His implementation is a red black tree, which is convenient for traversal and search.

The constructor of treemap can be passed into a comparator to implement custom comparison methods.

public TreeMap(Comparator<? super K> comparator) {
        this.comparator = comparator;
    }

If no custom comparison method is provided, the natural order of key is used.

Sort difference

After we have finished talking about the essence of the two, let's take an example to see the difference between the two:

    @Test
    public void withOrder(){
        Map<String,String> books = new HashMap<>();
        books.put("bob","books");
        books.put("c","concurrent");
        books.put("a","a lock");
        log.info("{}",books);
    }
    @Test
    public void withOrder(){
        Map<String,String> books = new TreeMap<>();
        books.put("bob",books);
    }

In the same code, one uses HashMap and the other uses treemap. We will find that the output results of treemap are in good order, while the output results of HashMap are uncertain.

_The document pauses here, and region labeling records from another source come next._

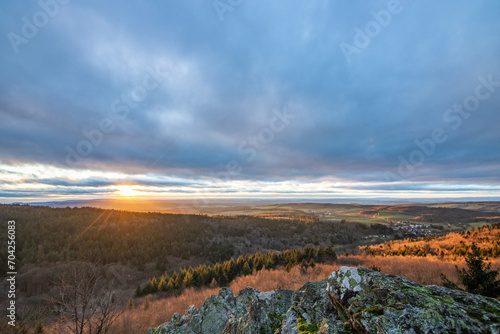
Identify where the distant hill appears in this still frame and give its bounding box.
[361,223,500,258]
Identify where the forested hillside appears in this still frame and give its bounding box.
[0,205,390,268]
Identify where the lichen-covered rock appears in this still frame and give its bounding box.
[327,267,500,334]
[149,267,500,334]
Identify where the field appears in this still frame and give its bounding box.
[0,202,500,333]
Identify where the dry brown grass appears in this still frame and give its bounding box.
[98,255,500,334]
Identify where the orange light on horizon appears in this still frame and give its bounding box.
[116,185,144,197]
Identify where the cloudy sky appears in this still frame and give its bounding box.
[0,0,500,203]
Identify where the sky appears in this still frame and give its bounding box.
[0,0,500,203]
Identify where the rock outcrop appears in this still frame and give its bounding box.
[149,267,500,334]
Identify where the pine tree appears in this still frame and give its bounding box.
[441,243,500,298]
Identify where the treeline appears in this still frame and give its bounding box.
[361,223,500,258]
[0,204,391,271]
[135,246,337,297]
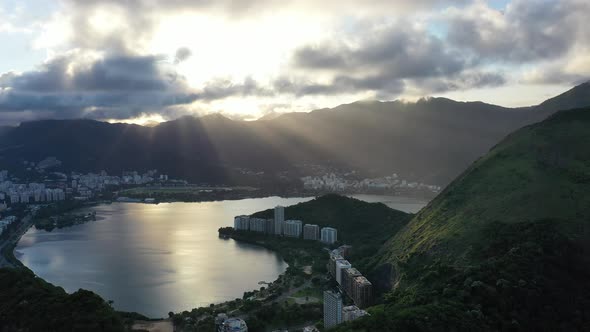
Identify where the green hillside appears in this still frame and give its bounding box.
[252,194,412,267]
[0,268,126,332]
[339,109,590,331]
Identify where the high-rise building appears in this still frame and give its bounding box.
[342,305,368,322]
[328,253,344,279]
[352,276,373,308]
[321,227,338,244]
[265,219,275,235]
[303,224,320,240]
[324,291,342,329]
[234,216,250,231]
[221,318,248,332]
[340,267,362,298]
[275,205,285,235]
[250,218,266,233]
[336,259,352,286]
[283,220,303,238]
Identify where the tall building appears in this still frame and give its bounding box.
[221,318,248,332]
[250,218,266,233]
[324,291,342,329]
[234,216,250,231]
[275,205,285,235]
[321,227,338,244]
[283,220,303,238]
[265,219,275,235]
[352,276,373,308]
[303,224,320,240]
[340,267,362,298]
[342,305,368,322]
[336,259,352,286]
[328,253,344,279]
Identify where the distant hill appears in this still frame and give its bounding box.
[338,108,590,331]
[0,80,590,185]
[0,269,126,332]
[0,126,14,136]
[252,194,412,269]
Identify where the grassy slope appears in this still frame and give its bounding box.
[338,109,590,331]
[385,110,590,264]
[253,195,412,268]
[0,269,125,332]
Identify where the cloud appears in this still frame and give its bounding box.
[445,0,590,64]
[0,52,198,119]
[174,47,193,64]
[286,21,506,98]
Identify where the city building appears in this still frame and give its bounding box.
[336,259,352,286]
[324,291,342,329]
[215,313,228,332]
[337,244,352,259]
[342,305,369,322]
[352,276,373,308]
[221,318,248,332]
[250,218,266,233]
[340,267,362,298]
[321,227,338,244]
[303,224,320,240]
[328,254,344,279]
[283,220,303,238]
[234,216,250,231]
[275,205,285,235]
[265,219,275,235]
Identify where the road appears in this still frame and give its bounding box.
[0,214,33,268]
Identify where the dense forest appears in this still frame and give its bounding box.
[0,268,126,332]
[336,109,590,331]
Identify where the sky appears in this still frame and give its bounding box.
[0,0,590,125]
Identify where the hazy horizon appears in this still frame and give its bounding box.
[0,0,590,125]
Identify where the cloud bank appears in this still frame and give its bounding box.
[0,0,590,124]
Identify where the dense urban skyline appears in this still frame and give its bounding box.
[0,0,590,125]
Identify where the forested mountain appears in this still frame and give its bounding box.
[338,108,590,331]
[0,80,590,185]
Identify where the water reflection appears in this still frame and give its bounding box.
[16,197,428,317]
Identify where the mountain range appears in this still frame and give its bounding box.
[336,108,590,331]
[0,83,590,186]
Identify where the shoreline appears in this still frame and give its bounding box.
[3,194,422,319]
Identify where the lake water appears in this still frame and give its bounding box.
[15,195,425,317]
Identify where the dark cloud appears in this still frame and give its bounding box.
[446,0,590,64]
[0,54,198,119]
[199,77,274,101]
[294,22,472,79]
[286,22,505,96]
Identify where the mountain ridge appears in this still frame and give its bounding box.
[0,84,590,186]
[336,108,590,331]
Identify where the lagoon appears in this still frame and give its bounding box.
[15,196,425,317]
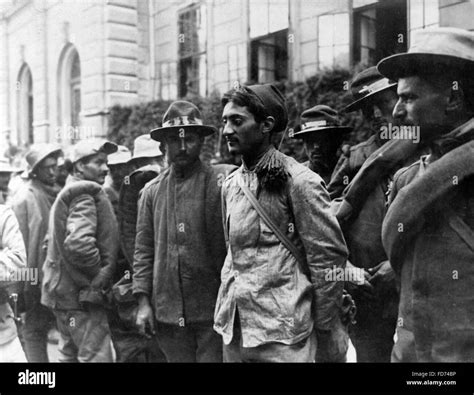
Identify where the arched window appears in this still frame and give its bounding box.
[16,63,34,145]
[58,44,81,142]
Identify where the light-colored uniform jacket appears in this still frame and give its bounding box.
[0,204,26,345]
[214,150,347,347]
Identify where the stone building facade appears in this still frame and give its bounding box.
[0,0,474,146]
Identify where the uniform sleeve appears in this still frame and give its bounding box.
[291,173,348,330]
[133,188,155,295]
[64,194,101,279]
[12,199,29,251]
[0,208,26,282]
[327,154,351,199]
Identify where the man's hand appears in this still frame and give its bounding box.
[346,261,375,300]
[368,261,395,288]
[136,295,155,338]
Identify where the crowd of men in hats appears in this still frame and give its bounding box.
[0,28,474,362]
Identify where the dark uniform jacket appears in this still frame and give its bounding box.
[41,176,119,310]
[382,119,474,362]
[133,161,235,326]
[327,135,381,199]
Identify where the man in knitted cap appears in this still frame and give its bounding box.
[133,101,235,362]
[41,139,119,362]
[12,143,62,362]
[214,84,347,362]
[377,28,474,362]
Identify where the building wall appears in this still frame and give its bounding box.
[0,0,155,148]
[439,0,474,30]
[0,0,474,146]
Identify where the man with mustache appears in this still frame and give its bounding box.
[377,28,474,362]
[214,84,347,362]
[41,139,119,362]
[133,101,235,362]
[12,143,62,362]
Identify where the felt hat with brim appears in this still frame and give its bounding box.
[128,134,163,163]
[69,138,117,163]
[150,100,217,142]
[377,27,474,79]
[245,84,288,132]
[107,145,132,166]
[293,105,352,139]
[25,143,63,176]
[0,158,21,173]
[344,66,397,112]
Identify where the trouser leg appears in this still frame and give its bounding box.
[53,306,113,362]
[192,322,222,362]
[22,301,54,362]
[155,322,197,362]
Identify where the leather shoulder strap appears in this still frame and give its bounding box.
[237,174,305,266]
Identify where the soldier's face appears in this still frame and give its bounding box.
[108,163,130,188]
[222,102,265,156]
[0,172,11,192]
[78,152,108,185]
[393,76,450,141]
[304,131,341,173]
[35,157,58,186]
[165,129,204,167]
[362,89,398,130]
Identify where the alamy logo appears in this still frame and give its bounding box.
[380,123,420,144]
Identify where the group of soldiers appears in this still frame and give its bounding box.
[0,28,474,362]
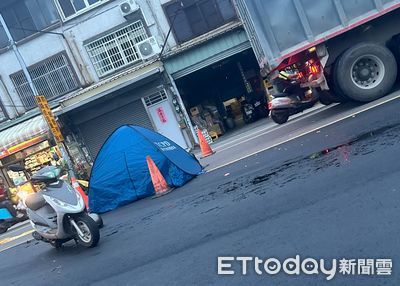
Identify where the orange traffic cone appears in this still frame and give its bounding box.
[146,156,172,198]
[197,129,215,158]
[71,177,89,209]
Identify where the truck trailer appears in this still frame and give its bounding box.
[234,0,400,122]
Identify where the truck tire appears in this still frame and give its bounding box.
[334,43,397,102]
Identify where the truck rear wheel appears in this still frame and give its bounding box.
[334,43,397,102]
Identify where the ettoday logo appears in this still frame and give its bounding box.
[218,255,392,281]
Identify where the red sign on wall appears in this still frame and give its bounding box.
[156,107,167,123]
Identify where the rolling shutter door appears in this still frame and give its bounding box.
[79,100,153,160]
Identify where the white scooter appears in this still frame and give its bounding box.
[10,166,100,248]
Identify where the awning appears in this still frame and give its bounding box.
[55,60,164,115]
[164,28,251,79]
[0,115,48,151]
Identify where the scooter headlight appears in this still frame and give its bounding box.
[17,191,29,201]
[49,197,71,207]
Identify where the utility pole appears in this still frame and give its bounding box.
[0,14,75,177]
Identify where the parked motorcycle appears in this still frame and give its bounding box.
[0,206,28,234]
[10,166,100,248]
[268,82,319,124]
[241,101,257,123]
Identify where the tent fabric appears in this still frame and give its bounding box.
[89,125,203,213]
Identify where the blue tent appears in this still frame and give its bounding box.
[89,125,202,213]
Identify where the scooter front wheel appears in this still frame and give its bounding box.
[75,213,100,247]
[271,110,289,124]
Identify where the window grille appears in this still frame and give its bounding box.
[10,54,79,109]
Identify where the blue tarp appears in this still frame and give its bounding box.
[89,125,202,213]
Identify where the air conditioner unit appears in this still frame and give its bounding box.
[136,37,161,60]
[119,0,140,17]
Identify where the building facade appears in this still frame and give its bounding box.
[0,0,266,182]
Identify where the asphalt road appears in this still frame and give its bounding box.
[0,95,400,286]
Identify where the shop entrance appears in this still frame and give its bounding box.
[176,49,268,142]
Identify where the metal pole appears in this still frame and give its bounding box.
[0,14,75,177]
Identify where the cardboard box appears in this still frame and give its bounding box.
[190,105,203,116]
[210,124,222,136]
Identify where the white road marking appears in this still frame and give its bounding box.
[206,92,400,173]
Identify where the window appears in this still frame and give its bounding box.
[85,20,148,77]
[10,53,78,109]
[164,0,236,43]
[56,0,109,18]
[0,0,59,48]
[0,102,8,122]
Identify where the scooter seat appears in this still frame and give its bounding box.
[25,193,46,211]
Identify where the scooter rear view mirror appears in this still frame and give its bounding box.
[8,165,25,172]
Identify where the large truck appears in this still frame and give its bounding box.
[234,0,400,122]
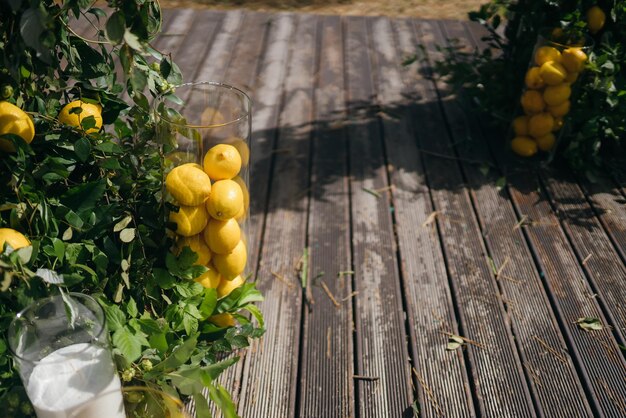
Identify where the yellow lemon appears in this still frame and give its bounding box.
[233,176,250,222]
[206,180,243,221]
[165,163,211,206]
[539,61,567,86]
[217,276,245,299]
[548,100,571,119]
[176,234,211,266]
[213,241,248,280]
[524,67,546,90]
[543,83,572,106]
[194,264,222,289]
[204,218,241,254]
[520,90,546,115]
[528,112,554,138]
[511,136,537,157]
[587,6,606,34]
[561,47,587,73]
[563,73,580,84]
[513,116,528,136]
[204,144,241,180]
[0,228,30,253]
[58,100,102,134]
[535,133,556,152]
[535,46,561,67]
[552,117,564,132]
[228,136,250,167]
[170,205,209,237]
[209,313,237,328]
[0,101,35,152]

Difference between null values

HashMap can allow one null key and multiple null values. Treemap does not allow null keys, but multiple null values can be allowed.

    @Test
    public void withNull() {
        Map<String,String> hashmap = new HashMap<>();
        hashmap.put(null,null);
        log.info("{}",hashmap);
    }
    @Test
    public void withNull() {
        Map<String,String> hashmap = new TreeMap<>();
        hashmap.put(null,hashmap);
    }

HashMap will report: NullPointerException.

Performance difference

The bottom layer of HashMap is array, so HashMap will be very fast in adding, finding, deleting and other methods. The bottom layer of treemap is a tree structure, so the speed will be relatively slow.

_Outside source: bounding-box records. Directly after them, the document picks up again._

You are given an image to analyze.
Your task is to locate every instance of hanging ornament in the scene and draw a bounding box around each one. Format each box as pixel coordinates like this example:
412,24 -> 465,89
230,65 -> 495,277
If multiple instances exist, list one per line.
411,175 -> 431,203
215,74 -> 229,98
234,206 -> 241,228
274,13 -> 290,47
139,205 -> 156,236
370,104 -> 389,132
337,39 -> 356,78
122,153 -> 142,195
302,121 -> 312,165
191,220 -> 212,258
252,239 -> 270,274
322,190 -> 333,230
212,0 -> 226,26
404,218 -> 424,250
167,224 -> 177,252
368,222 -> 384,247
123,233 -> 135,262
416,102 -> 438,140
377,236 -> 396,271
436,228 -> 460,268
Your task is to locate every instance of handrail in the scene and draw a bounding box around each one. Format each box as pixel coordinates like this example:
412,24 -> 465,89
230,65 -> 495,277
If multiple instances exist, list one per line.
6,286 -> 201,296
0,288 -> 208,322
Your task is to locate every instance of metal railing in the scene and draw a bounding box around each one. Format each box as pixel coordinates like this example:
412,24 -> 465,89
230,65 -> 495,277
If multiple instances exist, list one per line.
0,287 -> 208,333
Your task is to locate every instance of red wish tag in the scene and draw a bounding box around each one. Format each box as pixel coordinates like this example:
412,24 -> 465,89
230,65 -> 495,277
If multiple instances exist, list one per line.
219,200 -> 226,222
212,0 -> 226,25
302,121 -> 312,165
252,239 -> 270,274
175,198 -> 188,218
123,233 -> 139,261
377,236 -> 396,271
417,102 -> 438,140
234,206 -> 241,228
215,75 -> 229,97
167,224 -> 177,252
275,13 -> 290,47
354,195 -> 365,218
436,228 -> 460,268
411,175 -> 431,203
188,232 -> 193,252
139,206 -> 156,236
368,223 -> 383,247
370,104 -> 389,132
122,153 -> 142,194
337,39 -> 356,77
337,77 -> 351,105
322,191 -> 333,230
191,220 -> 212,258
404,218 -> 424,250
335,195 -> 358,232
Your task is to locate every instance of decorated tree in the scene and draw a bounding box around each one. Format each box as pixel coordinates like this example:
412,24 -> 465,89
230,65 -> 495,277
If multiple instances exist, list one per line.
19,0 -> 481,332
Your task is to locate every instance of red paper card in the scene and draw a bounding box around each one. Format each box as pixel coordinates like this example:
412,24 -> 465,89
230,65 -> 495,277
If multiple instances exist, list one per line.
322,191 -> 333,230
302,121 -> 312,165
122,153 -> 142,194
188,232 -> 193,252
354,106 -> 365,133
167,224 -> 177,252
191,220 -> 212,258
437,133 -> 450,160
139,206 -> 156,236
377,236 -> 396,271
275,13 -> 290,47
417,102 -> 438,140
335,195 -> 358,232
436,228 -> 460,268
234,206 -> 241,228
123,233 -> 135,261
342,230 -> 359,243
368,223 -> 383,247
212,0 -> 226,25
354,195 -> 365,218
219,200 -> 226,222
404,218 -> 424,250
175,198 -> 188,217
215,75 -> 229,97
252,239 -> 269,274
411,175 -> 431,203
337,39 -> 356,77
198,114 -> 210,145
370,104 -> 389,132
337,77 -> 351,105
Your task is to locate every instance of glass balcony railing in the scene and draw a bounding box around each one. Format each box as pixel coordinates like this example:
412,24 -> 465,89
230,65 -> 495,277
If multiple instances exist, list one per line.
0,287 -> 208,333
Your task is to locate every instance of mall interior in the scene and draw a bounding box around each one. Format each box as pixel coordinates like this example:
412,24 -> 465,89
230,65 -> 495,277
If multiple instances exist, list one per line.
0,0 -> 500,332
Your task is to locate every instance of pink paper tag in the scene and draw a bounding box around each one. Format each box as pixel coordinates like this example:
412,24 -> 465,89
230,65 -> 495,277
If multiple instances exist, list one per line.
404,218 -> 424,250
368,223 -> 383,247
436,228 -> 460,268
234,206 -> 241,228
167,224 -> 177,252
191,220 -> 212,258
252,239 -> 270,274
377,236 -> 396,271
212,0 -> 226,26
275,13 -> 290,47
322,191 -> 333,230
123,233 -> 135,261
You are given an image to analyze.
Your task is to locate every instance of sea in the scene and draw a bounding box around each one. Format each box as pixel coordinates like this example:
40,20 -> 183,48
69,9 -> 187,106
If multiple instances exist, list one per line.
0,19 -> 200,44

In addition, HashMap will cause a waste of space because it needs to save an array, while treemap only saves the nodes to be maintained, so it occupies a small space.

In case of hash conflict in HashMap, the efficiency will become worse. However, after the treenode conversion in Java 8, the efficiency has been greatly improved.

Treemap will reorder when adding and deleting nodes, which will affect the performance.

common ground

Neither of them allows duplicate keys, and neither of them is thread safe.